UKIP leader Paul Nuttall’s loss to a decrepit Labour Party in the Stoke Central by-election last month merely confirmed what has long been evident: UKIP is a fading political force.
It’s now clear that the vote to leave the EU last June – a vote, in effect, for UK independence – did not equate to any increase in public enthusiasm for the actual, self-titled UK Independence Party. Polls suggest that UKIP’s support is at best flatlining at about 13 per cent, which is about the same as it was two years ago, when it picked up nearly four million votes, but just one seat, at the General Election.

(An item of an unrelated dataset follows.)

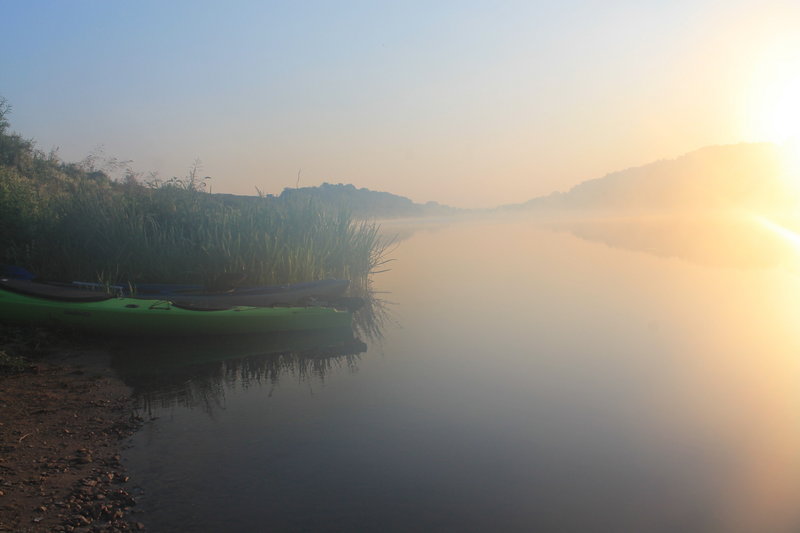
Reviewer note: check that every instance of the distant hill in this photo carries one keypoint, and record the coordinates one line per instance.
(730, 176)
(366, 203)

Donation levels tell a similar story. Between October and December last year, a period during which the vote to leave the EU was being publicly challenged by politicians, business people and much of the media, you might have expected quite a few Leavers to put their money where UKIP’s mouth is. After all, it is seen, by commissioning editors at least, as the most vocal defender of the Brexit vote, the most strident opponent of the EU, the most striking coalescence of anti-establishment sentiment. Yet, while the Tories raked in £3.5million, and the Lib Dems and Labour a couple of million each, UKIP pulled in a paltry £33,228. That’s just £3,000 more than the mighty Women’s Equality Party, and less than both the irrelevant Green Party (£46,228) and Co-operative Party (£39,750). Although donations partly reflect the affluence of parties’ respective support bases, UKIP’s poverty still tells us something significant: the 17.4million who voted to leave the EU last June are clearly not rallying behind UKIP, even when the vote to leave is being challenged by a still ruling elite.
UKIP’s leading figures know this: they know they are not a coming force; they know that the Brexit vote has not translated into any upsurge in support for their party. The party’s a ‘mess’ said Nuttall at the weekend. Hence the near constant infighting, leadership churn and perpetual thrashing around for a future direction, a programme, even a new organisational form. Ex-leader and would-be knight Nigel Farage wants it to adopt a more radical anti-immigrant platform; his nemesis and sole UKIP MP, former and future Tory Douglas Carswell, wants a softer, more immigrant-friendly UKIP. And UKIP’s financial raison d’être Arron Banks is contemplating turning UKIP into some sort of Anglified Five Star Movement, complete with a new set of pick’n'mix policies, from the renationalisation of certain public utilities to the abolition of the House of Lords. This is not a party building on a success – it’s a party disintegrating in the midst of failure.
Not that you would necessarily know this given the focus on UKIP in much of the media and among the political class. They portray UKIP as a still significant force, a dangerous enemy to be combatted, an electoral phenomenon to be defeated. Why is this happening? Why is UKIP, which is clearly a party in disarray, indeed a party in little but name only given its internal dysfunction, being treated as something more important and meaningful than it now is? Because UKIP serves a function for those opposed to Brexit: it functions as the official voice of Brexit. Not because it is, but because they want it to be. They want UKIP, in all its purple-hued incompetence, to be their opponent, the Brexit they can beat, caricature, mock. So to unmask UKIP’s ‘ugly agenda’, to condemn it to the fringes of political life, is a means, at some level, to defeat Brexit, to delegitimise and demonise Leave voters, and to shore up the political establishment.